The paper tackles organ segmentation in ultra-low-dose PET without CT annotations by proposing LDOS, a pipeline that collaborates denoising and segmentation learning, achieving state-of-the-art mean Dice scores of 73.11% and 73.97% across 18 organs at 5% dose.
Organ segmentation in Positron Emission Tomography (PET) plays a vital role in cancer quantification. Low-dose PET (LDPET) provides a safer alternative by reducing radiation exposure. However, the inherent noise and blurred boundaries make organ segmentation more challenging. Additionally, existing PET organ segmentation methods rely on coregistered Computed Tomography (CT) annotations, overlooking the problem of modality mismatch. In this study, we propose LDOS, a novel CT-free ultra-LDPET organ segmentation pipeline. Inspired by Masked Autoencoders (MAE), we reinterpret LDPET as a naturally masked version of Full-Dose PET (FDPET).

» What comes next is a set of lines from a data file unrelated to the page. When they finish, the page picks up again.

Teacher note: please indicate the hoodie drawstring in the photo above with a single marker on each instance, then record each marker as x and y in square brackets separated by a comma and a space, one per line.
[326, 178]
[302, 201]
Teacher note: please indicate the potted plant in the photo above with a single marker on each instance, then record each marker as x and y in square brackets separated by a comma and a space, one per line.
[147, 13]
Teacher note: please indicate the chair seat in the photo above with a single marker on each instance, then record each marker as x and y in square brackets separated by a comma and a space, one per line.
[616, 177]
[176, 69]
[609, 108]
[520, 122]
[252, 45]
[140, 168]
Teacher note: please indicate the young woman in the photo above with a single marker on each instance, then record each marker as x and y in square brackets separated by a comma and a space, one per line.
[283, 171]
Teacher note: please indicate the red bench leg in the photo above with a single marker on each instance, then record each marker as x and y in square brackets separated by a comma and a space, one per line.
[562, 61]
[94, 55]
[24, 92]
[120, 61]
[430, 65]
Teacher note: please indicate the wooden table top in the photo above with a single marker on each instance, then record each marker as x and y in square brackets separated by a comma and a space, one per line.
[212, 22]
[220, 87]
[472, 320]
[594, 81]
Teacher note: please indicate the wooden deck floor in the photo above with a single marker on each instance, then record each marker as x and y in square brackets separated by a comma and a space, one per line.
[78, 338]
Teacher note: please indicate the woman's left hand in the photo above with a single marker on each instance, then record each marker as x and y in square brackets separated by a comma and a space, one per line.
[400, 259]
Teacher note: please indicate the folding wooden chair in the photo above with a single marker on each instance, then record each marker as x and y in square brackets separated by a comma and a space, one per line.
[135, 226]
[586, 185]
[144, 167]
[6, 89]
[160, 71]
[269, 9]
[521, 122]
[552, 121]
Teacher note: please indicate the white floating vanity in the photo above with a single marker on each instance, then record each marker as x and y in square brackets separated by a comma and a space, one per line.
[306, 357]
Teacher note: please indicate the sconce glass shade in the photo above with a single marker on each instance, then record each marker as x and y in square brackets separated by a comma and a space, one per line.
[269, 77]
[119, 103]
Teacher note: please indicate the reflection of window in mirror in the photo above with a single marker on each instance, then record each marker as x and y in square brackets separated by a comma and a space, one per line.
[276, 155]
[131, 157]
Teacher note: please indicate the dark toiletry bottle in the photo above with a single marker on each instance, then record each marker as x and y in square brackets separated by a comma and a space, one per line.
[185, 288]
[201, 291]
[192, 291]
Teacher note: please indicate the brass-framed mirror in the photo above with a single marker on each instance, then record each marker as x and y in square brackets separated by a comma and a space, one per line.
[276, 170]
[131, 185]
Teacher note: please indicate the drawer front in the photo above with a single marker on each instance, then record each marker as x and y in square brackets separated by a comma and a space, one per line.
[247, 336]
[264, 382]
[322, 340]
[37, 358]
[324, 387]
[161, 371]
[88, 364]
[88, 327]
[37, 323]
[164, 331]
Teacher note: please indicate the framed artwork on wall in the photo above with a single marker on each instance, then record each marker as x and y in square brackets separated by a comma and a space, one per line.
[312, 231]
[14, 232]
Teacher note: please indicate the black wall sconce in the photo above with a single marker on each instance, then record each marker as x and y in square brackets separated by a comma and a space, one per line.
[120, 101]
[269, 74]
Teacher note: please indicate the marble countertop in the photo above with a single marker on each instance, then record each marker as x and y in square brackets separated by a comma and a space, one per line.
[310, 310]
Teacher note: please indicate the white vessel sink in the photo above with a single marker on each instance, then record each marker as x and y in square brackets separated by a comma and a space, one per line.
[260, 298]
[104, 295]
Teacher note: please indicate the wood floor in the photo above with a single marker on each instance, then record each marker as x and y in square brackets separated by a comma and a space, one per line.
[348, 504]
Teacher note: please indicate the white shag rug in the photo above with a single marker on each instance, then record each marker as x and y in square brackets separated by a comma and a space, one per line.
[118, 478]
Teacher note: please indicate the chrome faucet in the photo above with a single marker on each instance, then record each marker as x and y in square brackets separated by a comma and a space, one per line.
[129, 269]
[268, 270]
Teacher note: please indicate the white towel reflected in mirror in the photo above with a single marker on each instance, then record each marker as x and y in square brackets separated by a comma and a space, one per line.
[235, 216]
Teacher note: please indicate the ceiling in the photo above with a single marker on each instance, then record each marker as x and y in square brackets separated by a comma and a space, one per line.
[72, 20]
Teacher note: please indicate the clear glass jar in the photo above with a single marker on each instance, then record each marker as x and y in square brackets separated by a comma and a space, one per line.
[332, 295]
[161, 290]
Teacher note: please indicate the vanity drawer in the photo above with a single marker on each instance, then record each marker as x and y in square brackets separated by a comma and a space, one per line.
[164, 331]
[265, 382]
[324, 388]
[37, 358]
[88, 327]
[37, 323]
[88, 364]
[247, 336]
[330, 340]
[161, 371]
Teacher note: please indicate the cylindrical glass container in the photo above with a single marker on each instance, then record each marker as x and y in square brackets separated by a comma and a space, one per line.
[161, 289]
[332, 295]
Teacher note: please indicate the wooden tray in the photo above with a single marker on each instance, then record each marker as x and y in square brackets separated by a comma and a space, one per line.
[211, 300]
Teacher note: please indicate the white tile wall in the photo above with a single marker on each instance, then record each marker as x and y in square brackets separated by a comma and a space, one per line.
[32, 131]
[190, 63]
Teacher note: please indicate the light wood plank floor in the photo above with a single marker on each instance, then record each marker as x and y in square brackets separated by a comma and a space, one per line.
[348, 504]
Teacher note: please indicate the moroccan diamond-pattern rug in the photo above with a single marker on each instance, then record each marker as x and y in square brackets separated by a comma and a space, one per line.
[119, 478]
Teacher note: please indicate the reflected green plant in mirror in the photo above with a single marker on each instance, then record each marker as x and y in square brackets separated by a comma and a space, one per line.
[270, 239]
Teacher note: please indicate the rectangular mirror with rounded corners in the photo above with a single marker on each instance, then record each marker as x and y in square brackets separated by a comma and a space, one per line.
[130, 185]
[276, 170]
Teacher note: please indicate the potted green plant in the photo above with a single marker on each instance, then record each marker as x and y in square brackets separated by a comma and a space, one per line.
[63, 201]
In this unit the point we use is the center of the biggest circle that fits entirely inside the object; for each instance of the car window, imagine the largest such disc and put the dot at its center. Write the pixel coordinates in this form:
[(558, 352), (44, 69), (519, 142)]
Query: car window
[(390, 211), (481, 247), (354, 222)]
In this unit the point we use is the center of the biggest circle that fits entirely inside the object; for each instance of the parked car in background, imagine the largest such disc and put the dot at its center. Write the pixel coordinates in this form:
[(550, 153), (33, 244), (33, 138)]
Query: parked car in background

LDOS adopts a simple yet effective architecture: a shared encoder extracts generalized features, while task-specific decoders independently refine outputs for denoising and segmentation. By integrating CT-derived organ annotations into the denoising process, LDOS improves anatomical boundary recognition and alleviates the PET/CT misalignments. Experiments demonstrate that LDOS achieves state-of-the-art performance with mean Dice scores of 73.11% (18F-FDG) and 73.97% (68Ga-FAPI) across 18 organs in 5% dose PET. Our code will be available at https://github.com/yezanting/LDOS.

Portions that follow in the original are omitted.